В любом случае, Изабелла обещала
помочь — не прямо, не конкретно, но это был шаг. Такие, как она, не
дают пустых слов, но и не торопятся. Надо было ждать, играть мягко,
как врач, что режет не сразу, а выжидает момент. Я допил вино,
которое поднесла служанка и решил, что пора на корабль. Тортуга
ждала снаружи, а у меня было чувство, что ночь еще не
закончилась.
Бал закончился, когда звезды уже
густо усеяли небо над Тортугой, а шум скрипок сменился гулом порта
за стенами губернаторского дома. Я попрощался с Изабеллой — она
бросила мне еще одну из своих хитрых улыбок, — и я шагнул в ночь.
Вино гудело в голове, но не так, чтобы затуманить разум, а ровно
настолько, чтобы ноги шли легко, а мысли текли быстро. Я поправил
бандану, похлопал по крюку у пояса и двинулся к «Принцессе Карибов»
через темные переулки. Пирс был недалеко, но я решил срезать путь —
не люблю долгие прогулки, когда можно дойти напрямик.
Улочки Тортуги были узкими,
вонючими, заваленными мусором и костями от рыбы. Фонари тут не
горели — их либо разбили, либо украли, — и только луна бросала
бледный свет на кривые стены лачуг. Шум порта доносился
приглушенно: пьяные вопли, звон монет, скрип весел в гавани. Я
шагал уверенно, чувствуя, как сапоги скользят по грязи, и
прислушивался к каждому звуку. Тортуга — место, где нож в спину
втыкают быстрее, чем здороваются, а я знал, что могу стать
мишенью.
И я накаркал.
Тень мелькнула у поворота и я
остановился, положив руку на крюк. Тишина слишком подозрительная.

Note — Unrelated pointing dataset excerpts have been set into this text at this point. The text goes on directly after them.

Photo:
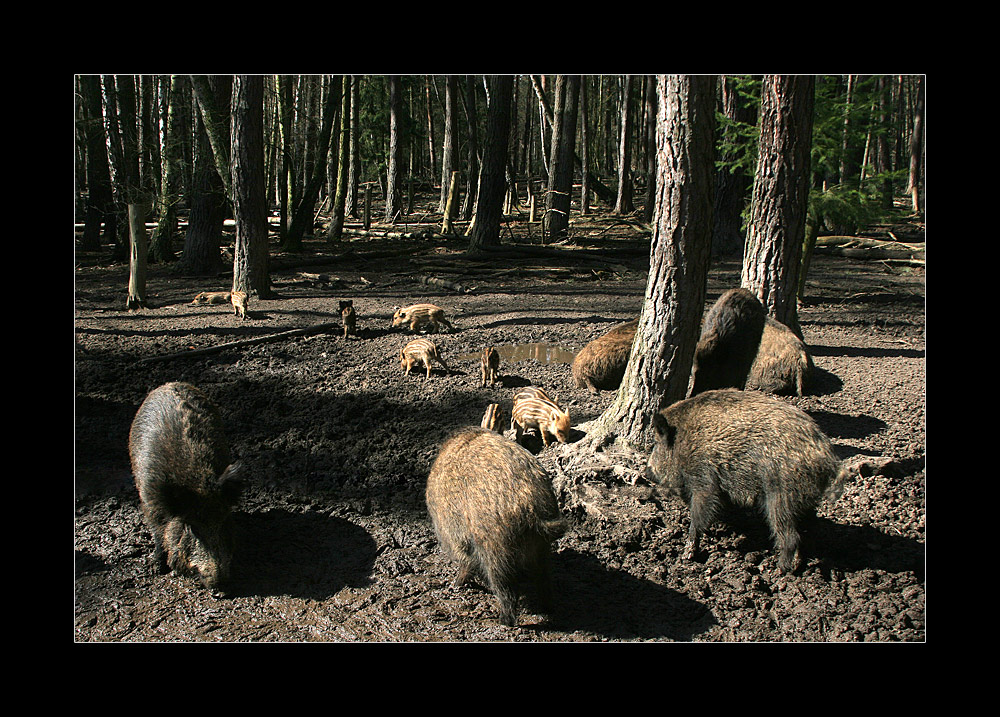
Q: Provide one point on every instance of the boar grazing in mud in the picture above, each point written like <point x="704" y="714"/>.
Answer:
<point x="419" y="316"/>
<point x="186" y="481"/>
<point x="212" y="297"/>
<point x="745" y="449"/>
<point x="492" y="418"/>
<point x="239" y="301"/>
<point x="420" y="353"/>
<point x="534" y="409"/>
<point x="783" y="363"/>
<point x="600" y="365"/>
<point x="490" y="362"/>
<point x="495" y="515"/>
<point x="729" y="339"/>
<point x="349" y="318"/>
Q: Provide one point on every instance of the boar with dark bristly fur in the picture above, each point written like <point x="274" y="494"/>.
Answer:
<point x="729" y="339"/>
<point x="783" y="363"/>
<point x="349" y="317"/>
<point x="212" y="297"/>
<point x="186" y="481"/>
<point x="419" y="316"/>
<point x="745" y="449"/>
<point x="534" y="409"/>
<point x="490" y="363"/>
<point x="420" y="353"/>
<point x="495" y="515"/>
<point x="600" y="365"/>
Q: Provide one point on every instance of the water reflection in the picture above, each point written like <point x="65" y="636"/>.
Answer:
<point x="541" y="352"/>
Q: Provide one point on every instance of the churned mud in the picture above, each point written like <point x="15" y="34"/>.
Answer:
<point x="334" y="540"/>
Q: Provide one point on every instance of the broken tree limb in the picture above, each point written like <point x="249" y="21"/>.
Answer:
<point x="314" y="329"/>
<point x="867" y="248"/>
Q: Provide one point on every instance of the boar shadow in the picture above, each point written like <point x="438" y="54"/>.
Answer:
<point x="837" y="425"/>
<point x="307" y="555"/>
<point x="594" y="598"/>
<point x="851" y="548"/>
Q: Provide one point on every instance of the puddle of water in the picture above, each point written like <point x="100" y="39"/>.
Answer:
<point x="543" y="353"/>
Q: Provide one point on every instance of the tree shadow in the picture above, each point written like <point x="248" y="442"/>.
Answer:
<point x="620" y="606"/>
<point x="307" y="555"/>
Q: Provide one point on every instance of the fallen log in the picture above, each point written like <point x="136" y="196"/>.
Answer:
<point x="315" y="328"/>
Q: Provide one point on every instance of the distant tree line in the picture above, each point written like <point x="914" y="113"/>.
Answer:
<point x="166" y="143"/>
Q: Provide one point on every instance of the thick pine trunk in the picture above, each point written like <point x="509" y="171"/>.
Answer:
<point x="780" y="196"/>
<point x="660" y="363"/>
<point x="250" y="265"/>
<point x="493" y="181"/>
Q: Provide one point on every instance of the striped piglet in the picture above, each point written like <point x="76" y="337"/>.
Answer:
<point x="420" y="352"/>
<point x="534" y="409"/>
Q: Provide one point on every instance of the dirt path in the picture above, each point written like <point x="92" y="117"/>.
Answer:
<point x="334" y="542"/>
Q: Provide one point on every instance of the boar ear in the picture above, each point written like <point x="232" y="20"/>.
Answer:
<point x="664" y="431"/>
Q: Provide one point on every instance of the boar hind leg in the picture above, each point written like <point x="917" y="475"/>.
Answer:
<point x="781" y="518"/>
<point x="704" y="506"/>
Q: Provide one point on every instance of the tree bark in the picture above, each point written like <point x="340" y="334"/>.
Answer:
<point x="393" y="198"/>
<point x="337" y="213"/>
<point x="302" y="220"/>
<point x="162" y="242"/>
<point x="623" y="201"/>
<point x="776" y="233"/>
<point x="354" y="153"/>
<point x="210" y="203"/>
<point x="450" y="138"/>
<point x="493" y="183"/>
<point x="138" y="253"/>
<point x="250" y="265"/>
<point x="662" y="354"/>
<point x="216" y="119"/>
<point x="100" y="205"/>
<point x="472" y="155"/>
<point x="733" y="184"/>
<point x="916" y="148"/>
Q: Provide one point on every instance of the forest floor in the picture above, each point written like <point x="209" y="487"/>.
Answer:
<point x="333" y="538"/>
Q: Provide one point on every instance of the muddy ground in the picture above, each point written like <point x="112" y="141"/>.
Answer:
<point x="334" y="541"/>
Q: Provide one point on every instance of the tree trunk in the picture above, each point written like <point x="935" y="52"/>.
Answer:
<point x="250" y="265"/>
<point x="584" y="152"/>
<point x="302" y="219"/>
<point x="285" y="109"/>
<point x="431" y="153"/>
<point x="100" y="204"/>
<point x="210" y="205"/>
<point x="216" y="119"/>
<point x="623" y="202"/>
<point x="450" y="138"/>
<point x="472" y="161"/>
<point x="662" y="354"/>
<point x="780" y="198"/>
<point x="916" y="148"/>
<point x="393" y="203"/>
<point x="337" y="212"/>
<point x="650" y="144"/>
<point x="138" y="252"/>
<point x="493" y="183"/>
<point x="563" y="144"/>
<point x="733" y="184"/>
<point x="162" y="243"/>
<point x="354" y="153"/>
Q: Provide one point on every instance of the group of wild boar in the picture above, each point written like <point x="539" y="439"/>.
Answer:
<point x="489" y="499"/>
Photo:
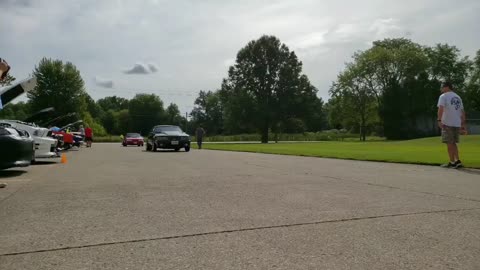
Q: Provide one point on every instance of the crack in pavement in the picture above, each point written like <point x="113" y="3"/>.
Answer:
<point x="399" y="188"/>
<point x="234" y="231"/>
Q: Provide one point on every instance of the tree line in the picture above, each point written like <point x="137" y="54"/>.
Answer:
<point x="388" y="90"/>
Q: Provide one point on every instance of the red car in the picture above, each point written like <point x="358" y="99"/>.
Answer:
<point x="133" y="139"/>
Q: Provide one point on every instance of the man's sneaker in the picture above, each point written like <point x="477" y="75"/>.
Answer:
<point x="458" y="164"/>
<point x="449" y="165"/>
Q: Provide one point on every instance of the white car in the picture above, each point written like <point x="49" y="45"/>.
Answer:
<point x="44" y="146"/>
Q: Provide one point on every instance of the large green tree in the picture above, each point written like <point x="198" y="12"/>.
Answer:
<point x="173" y="116"/>
<point x="472" y="91"/>
<point x="358" y="102"/>
<point x="269" y="76"/>
<point x="59" y="85"/>
<point x="208" y="112"/>
<point x="113" y="103"/>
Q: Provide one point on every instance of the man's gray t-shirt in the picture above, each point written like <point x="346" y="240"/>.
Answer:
<point x="452" y="109"/>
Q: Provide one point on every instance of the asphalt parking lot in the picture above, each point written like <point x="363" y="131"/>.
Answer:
<point x="112" y="207"/>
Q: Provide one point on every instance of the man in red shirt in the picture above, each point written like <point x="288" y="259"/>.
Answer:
<point x="89" y="136"/>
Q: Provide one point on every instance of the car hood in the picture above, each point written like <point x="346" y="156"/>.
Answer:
<point x="171" y="133"/>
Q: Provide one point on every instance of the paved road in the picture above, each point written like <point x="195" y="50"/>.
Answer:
<point x="122" y="208"/>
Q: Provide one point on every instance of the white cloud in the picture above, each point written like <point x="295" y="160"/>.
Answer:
<point x="308" y="41"/>
<point x="102" y="82"/>
<point x="229" y="62"/>
<point x="152" y="67"/>
<point x="194" y="40"/>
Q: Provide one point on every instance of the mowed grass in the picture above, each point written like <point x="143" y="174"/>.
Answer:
<point x="421" y="151"/>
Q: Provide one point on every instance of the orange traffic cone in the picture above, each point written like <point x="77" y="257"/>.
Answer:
<point x="64" y="159"/>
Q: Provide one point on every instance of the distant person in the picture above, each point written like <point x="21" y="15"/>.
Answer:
<point x="82" y="132"/>
<point x="89" y="136"/>
<point x="451" y="120"/>
<point x="4" y="68"/>
<point x="200" y="132"/>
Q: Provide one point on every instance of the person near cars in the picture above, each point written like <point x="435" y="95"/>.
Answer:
<point x="451" y="120"/>
<point x="82" y="132"/>
<point x="4" y="68"/>
<point x="89" y="136"/>
<point x="199" y="133"/>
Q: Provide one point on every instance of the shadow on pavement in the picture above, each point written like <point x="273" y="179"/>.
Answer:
<point x="11" y="173"/>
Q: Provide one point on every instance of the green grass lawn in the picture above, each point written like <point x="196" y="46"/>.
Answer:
<point x="420" y="151"/>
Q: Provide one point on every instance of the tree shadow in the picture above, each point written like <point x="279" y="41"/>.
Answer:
<point x="11" y="173"/>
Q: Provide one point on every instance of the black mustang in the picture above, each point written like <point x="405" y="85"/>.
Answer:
<point x="168" y="137"/>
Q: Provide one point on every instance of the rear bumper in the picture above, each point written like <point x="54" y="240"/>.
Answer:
<point x="44" y="147"/>
<point x="168" y="144"/>
<point x="133" y="142"/>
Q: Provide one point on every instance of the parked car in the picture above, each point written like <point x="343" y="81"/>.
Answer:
<point x="133" y="139"/>
<point x="168" y="137"/>
<point x="18" y="148"/>
<point x="45" y="146"/>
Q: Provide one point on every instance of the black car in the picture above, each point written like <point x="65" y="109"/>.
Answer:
<point x="168" y="137"/>
<point x="18" y="148"/>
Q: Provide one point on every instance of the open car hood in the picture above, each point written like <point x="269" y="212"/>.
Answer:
<point x="12" y="92"/>
<point x="72" y="124"/>
<point x="40" y="115"/>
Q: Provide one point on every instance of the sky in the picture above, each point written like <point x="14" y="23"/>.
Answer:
<point x="177" y="48"/>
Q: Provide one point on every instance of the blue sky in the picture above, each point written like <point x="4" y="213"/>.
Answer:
<point x="176" y="48"/>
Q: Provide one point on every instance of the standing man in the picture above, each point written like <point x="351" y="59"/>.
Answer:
<point x="89" y="136"/>
<point x="4" y="68"/>
<point x="82" y="132"/>
<point x="199" y="134"/>
<point x="451" y="120"/>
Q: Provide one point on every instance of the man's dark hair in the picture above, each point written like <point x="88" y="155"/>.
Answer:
<point x="447" y="84"/>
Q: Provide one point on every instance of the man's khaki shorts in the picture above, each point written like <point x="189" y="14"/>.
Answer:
<point x="450" y="135"/>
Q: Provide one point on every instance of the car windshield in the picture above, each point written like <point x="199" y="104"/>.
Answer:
<point x="166" y="129"/>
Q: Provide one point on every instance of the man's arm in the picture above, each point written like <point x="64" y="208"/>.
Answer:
<point x="439" y="116"/>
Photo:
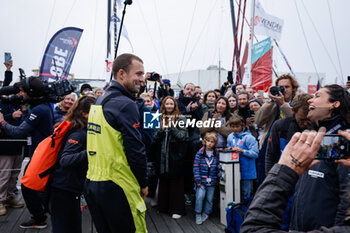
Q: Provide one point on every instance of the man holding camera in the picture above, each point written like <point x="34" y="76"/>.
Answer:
<point x="190" y="106"/>
<point x="280" y="106"/>
<point x="11" y="154"/>
<point x="37" y="125"/>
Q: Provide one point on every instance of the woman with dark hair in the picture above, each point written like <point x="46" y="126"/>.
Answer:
<point x="67" y="181"/>
<point x="221" y="113"/>
<point x="326" y="182"/>
<point x="209" y="99"/>
<point x="171" y="139"/>
<point x="232" y="100"/>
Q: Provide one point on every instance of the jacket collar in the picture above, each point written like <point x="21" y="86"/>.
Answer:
<point x="117" y="86"/>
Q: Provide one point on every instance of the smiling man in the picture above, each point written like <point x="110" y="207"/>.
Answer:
<point x="116" y="178"/>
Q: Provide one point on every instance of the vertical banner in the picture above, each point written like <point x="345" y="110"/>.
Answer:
<point x="262" y="65"/>
<point x="59" y="53"/>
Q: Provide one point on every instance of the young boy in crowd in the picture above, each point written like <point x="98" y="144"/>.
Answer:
<point x="205" y="171"/>
<point x="246" y="145"/>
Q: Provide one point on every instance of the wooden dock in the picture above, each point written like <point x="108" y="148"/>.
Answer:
<point x="156" y="222"/>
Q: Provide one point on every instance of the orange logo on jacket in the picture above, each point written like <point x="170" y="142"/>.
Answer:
<point x="73" y="141"/>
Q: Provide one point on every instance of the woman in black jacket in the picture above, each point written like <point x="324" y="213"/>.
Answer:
<point x="171" y="138"/>
<point x="68" y="179"/>
<point x="266" y="210"/>
<point x="320" y="195"/>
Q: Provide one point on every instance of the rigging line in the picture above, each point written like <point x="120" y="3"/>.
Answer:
<point x="69" y="12"/>
<point x="161" y="38"/>
<point x="199" y="36"/>
<point x="335" y="41"/>
<point x="47" y="30"/>
<point x="150" y="35"/>
<point x="93" y="39"/>
<point x="307" y="43"/>
<point x="256" y="39"/>
<point x="248" y="24"/>
<point x="240" y="44"/>
<point x="188" y="37"/>
<point x="221" y="34"/>
<point x="319" y="36"/>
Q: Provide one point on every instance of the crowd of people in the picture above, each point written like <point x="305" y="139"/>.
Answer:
<point x="114" y="160"/>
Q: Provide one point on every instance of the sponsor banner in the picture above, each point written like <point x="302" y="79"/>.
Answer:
<point x="259" y="49"/>
<point x="59" y="53"/>
<point x="267" y="25"/>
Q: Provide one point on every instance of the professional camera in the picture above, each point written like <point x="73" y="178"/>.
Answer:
<point x="275" y="90"/>
<point x="53" y="92"/>
<point x="154" y="77"/>
<point x="12" y="99"/>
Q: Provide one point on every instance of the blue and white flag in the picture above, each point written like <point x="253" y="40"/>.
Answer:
<point x="59" y="53"/>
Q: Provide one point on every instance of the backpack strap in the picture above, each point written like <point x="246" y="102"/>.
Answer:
<point x="110" y="96"/>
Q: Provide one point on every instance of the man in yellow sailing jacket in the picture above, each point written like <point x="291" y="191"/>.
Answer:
<point x="116" y="178"/>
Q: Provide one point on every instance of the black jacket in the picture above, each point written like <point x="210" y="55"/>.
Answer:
<point x="72" y="163"/>
<point x="122" y="114"/>
<point x="38" y="125"/>
<point x="266" y="210"/>
<point x="281" y="133"/>
<point x="320" y="195"/>
<point x="10" y="148"/>
<point x="58" y="114"/>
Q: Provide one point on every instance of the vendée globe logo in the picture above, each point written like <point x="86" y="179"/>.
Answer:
<point x="152" y="120"/>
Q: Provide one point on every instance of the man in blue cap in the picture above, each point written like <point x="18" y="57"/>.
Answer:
<point x="165" y="89"/>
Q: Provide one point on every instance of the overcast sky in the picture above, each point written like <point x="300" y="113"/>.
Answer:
<point x="173" y="36"/>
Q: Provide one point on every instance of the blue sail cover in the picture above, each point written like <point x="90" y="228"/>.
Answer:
<point x="59" y="54"/>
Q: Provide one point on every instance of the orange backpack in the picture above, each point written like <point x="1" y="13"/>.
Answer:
<point x="44" y="159"/>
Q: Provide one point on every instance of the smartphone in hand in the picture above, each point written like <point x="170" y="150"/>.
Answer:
<point x="7" y="57"/>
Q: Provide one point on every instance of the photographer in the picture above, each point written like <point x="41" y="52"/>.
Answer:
<point x="11" y="153"/>
<point x="280" y="106"/>
<point x="266" y="210"/>
<point x="37" y="125"/>
<point x="190" y="106"/>
<point x="330" y="108"/>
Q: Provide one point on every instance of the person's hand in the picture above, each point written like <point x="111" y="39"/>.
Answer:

Тихие шаги за спиной, как стук капель по палубе. Я крутнулся,
щурясь в темноту, и увидел врагов.
Трое.
Высокий с дубинкой, висевшей у него
на поясе, коротыш с ножом в руке и третий, тощий, с лицом, будто
вырезанным из старого дерева, — он держал веревку, словно собирался
меня вязать. Бандиты. Не пьяные матросы, дерущиеся за ром, а те,
кто пришел на дело. Я стиснул зубы. Кто-то их подослал — клерк из
«Торгового Дома Блейка», мстящий за провал Кита? Или местные крысы,
почуявшие добычу? Времени гадать не было.
— Эй, красавчик, — прохрипел
высокий, шагнув ближе. Голос его был скрипучий, тяжелый. — Куда
спешишь? Кошель брось, и, может, живым уйдешь.
Я улыбнулся, отступая на шаг, чтобы
держать всех троих в поле зрения.
— А может, я вам кишки выпущу, и
посмотрим, кто уйдет? — спросил я, вытаскивая крюк из-за пояса.